Stabilitas Gaming: Adreno 840 vs Tensor dan Pendekatan AI Google
Pada skenario gaming panjang, karakter chipset gaming mobile ini makin jelas. Dalam 3DMark Wild Life Extreme Stress Test, Pixel 11 Pro XL dengan Tensor G6 meraih skor rata-rata 3.386 poin dengan frame rate 20,31 fps. Galaxy S26 Ultra berbasis Snapdragon 8 Elite Gen 5 melesat dengan skor 7.738 poin dan 46,34 fps, menunjukkan bahwa chip Qualcomm jauh lebih stabil saat dipaksa bekerja ekstra keras. Menurut salah satu sumber, “melihat besarnya selisih angka pada sektor GPU, jelas bahwa Snapdragon 8 Elite Gen 5 merupakan pemenang mutlak untuk kebutuhan bermain game berat.” Google sendiri tidak mengejar kemenangan di benchmark; mereka menerapkan heterogeneous computing, mengoptimalkan kerja sama CPU, GPU, ISP, dan TPU agar tugas AI dan kamera berjalan efisien. Hasilnya, Tensor G6 menawarkan pengalaman penggunaan smartphone yang jauh lebih cerdas dan personal.
Trade-off untuk Gamer: Performa Murni vs Efisiensi dan Fitur Pintar
Qualcomm fokus pada kecepatan clock CPU dan performa GPU tinggi, membuat Snapdragon 8 Elite Gen 5 unggul telak untuk gaming berat dan performa murni. Adreno 840 dengan ray tracing dan fitur Snapdragon Elite Gaming memberi FPS lebih tinggi dan stabil, apalagi pada sesi panjang di game AAA. Di sisi lain, Tensor G6 tidak mencoba menyaingi angka tersebut; Google mengandalkan TPU generasi kelima dan desain heterogeneous computing untuk mengutamakan AI, kamera, dan tugas on-device.

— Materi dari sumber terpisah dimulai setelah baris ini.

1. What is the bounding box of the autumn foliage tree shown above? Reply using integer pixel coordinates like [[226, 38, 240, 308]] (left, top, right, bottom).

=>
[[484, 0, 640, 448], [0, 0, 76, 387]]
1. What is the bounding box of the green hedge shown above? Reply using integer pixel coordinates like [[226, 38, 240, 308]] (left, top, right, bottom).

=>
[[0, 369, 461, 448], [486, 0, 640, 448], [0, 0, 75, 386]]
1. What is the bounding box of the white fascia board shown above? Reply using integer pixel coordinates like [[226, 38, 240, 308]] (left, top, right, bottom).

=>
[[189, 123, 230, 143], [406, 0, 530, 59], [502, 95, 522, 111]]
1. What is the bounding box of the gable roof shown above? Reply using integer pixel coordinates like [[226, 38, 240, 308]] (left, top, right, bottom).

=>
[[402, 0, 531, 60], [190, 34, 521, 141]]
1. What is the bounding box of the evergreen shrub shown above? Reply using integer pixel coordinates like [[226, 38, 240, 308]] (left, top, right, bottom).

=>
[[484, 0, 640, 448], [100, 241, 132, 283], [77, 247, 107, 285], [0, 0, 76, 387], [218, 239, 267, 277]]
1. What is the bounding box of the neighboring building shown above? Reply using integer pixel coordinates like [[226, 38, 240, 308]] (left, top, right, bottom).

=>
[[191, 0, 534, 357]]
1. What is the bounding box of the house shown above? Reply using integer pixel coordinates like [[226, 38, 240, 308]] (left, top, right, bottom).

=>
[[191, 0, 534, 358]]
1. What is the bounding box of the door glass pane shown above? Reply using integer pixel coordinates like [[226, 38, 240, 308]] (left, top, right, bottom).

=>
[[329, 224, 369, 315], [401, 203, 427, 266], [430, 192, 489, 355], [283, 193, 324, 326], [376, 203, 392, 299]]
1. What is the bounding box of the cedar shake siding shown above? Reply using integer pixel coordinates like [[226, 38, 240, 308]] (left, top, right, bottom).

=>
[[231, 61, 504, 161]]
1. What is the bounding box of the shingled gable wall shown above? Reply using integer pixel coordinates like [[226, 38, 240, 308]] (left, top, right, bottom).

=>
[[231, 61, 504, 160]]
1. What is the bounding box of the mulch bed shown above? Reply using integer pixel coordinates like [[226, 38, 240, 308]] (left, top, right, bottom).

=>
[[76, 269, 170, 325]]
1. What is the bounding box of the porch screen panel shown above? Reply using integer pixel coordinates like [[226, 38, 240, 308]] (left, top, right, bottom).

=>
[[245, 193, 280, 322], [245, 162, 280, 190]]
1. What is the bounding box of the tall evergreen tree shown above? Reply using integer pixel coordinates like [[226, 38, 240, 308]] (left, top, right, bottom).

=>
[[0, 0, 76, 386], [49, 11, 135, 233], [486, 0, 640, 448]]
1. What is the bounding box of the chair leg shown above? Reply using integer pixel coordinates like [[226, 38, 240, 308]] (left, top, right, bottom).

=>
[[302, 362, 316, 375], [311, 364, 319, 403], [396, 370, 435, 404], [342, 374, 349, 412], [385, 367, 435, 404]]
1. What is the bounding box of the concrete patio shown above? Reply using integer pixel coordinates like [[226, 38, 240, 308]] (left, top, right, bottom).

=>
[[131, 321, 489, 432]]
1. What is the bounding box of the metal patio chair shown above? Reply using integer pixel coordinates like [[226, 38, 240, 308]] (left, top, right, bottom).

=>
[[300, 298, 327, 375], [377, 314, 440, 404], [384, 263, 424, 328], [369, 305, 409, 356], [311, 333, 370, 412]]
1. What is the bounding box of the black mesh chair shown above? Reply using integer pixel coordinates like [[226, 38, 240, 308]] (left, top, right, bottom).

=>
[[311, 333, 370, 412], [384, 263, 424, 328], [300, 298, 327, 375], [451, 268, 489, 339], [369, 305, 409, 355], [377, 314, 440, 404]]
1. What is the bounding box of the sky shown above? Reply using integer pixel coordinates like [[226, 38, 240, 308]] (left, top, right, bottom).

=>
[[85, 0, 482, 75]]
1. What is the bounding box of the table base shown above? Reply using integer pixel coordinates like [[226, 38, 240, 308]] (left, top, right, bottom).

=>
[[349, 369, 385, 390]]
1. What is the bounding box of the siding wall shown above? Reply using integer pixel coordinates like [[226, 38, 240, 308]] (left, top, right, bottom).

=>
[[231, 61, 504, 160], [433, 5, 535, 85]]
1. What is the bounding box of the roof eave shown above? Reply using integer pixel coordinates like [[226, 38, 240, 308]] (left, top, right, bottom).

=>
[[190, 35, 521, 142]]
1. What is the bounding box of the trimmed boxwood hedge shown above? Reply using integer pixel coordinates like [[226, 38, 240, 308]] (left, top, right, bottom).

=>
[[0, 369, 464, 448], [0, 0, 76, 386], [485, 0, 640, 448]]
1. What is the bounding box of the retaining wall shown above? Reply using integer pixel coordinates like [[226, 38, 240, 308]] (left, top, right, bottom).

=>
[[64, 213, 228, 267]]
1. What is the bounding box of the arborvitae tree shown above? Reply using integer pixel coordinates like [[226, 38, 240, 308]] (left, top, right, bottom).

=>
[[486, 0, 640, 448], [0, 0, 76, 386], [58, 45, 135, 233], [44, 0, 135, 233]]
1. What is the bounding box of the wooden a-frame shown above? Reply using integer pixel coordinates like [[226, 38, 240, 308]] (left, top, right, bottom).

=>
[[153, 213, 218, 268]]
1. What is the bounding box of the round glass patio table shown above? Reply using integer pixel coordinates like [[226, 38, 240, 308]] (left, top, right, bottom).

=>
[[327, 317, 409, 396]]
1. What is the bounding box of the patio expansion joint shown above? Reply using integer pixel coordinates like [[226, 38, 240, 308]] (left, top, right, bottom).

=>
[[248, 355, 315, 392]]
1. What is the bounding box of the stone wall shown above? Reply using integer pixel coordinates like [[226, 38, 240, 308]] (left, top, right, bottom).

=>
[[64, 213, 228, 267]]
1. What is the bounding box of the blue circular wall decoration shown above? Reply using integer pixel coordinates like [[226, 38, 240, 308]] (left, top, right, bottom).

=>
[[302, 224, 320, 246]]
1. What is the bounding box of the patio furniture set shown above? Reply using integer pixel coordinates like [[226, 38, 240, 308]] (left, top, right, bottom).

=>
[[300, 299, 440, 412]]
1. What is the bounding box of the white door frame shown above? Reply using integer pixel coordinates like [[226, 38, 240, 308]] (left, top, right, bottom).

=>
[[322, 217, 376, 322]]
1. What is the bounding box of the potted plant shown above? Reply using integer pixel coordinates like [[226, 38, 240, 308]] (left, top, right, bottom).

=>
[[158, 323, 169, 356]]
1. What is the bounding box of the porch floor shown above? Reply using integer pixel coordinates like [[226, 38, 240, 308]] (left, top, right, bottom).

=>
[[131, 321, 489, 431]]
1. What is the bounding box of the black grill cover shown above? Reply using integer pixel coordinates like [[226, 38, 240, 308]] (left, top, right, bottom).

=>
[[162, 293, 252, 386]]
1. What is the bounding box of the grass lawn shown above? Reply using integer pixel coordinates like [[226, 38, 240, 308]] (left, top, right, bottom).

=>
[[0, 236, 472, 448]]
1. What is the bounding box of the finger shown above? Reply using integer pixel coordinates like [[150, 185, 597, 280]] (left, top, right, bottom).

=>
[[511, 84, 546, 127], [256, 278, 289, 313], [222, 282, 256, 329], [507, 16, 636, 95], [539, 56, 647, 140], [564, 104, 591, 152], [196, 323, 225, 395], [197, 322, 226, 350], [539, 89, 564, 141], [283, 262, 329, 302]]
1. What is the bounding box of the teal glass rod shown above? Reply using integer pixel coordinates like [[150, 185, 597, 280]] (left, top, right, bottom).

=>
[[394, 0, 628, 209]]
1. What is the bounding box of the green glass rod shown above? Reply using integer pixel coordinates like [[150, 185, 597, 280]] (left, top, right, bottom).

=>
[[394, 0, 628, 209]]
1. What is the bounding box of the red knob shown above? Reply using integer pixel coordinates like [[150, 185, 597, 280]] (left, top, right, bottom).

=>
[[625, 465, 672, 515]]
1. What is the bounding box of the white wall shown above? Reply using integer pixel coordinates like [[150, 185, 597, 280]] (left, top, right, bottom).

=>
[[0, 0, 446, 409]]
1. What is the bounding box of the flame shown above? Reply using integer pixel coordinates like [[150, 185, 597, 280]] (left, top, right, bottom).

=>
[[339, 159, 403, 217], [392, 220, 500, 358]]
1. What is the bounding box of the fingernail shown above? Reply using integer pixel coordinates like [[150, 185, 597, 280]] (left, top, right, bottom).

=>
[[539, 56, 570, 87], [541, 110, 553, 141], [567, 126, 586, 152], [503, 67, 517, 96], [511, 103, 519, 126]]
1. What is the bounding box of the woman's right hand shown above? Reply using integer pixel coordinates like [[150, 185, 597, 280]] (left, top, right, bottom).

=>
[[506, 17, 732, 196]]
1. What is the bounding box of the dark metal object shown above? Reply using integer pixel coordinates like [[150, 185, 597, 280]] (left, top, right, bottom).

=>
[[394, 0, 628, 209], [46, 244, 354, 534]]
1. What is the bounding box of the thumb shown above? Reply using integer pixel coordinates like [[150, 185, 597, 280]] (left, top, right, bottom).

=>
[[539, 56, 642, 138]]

Tensor G6 juga setara dengan Snapdragon 8 Gen 3 dan Dimensity 9300 dalam beberapa aspek sehingga tetap cukup kuat sebagai chipset flagship umum. Bagi gamer, keputusan kuncinya adalah prioritas: jika Anda ingin performa murni tanpa kompromi dan daya tahan grafis terbaik, pilih Snapdragon. Jika Anda lebih peduli pada fitur AI harian dan fotografi komputasional sambil tetap bisa bermain game, Tensor G6 sudah amat memadai.
Buy if / Skip if
- Buy the Snapdragon 8 Elite Gen 5 if Anda gamer kompetitif yang mengejar FPS setinggi mungkin dan stabil di game berat sepanjang sesi bermain panjang.
- Skip the Snapdragon 8 Elite Gen 5 if Anda tidak membutuhkan performa puncak dan lebih tertarik pada pengalaman AI serta kamera yang lebih terintegrasi ala Tensor.
- Buy the Tensor G6 if Anda ingin chipset yang seimbang antara performa flagship setara Snapdragon 8 Gen 3 dan Dimensity 9300 dengan fitur AI lokal yang kaya.
- Skip the Tensor G6 if prioritas utama Anda adalah performa benchmark smartphone tertinggi dan gap GPU hingga 263% dibanding pesaing menjadi penentu keputusan.
- Buy the Snapdragon 8 Elite Gen 5 if Anda mengutamakan chipset gaming mobile dengan GPU Adreno 840, ray tracing, dan fitur Snapdragon Elite Gaming untuk pengalaman grafis maksimal.
- Buy the Tensor G6 if Anda menginginkan ponsel yang terasa "lebih cerdas" berkat TPU generasi kelima dan fitur AI seperti Live Translate, Magic Eraser, dan fotografi komputasional yang responsif.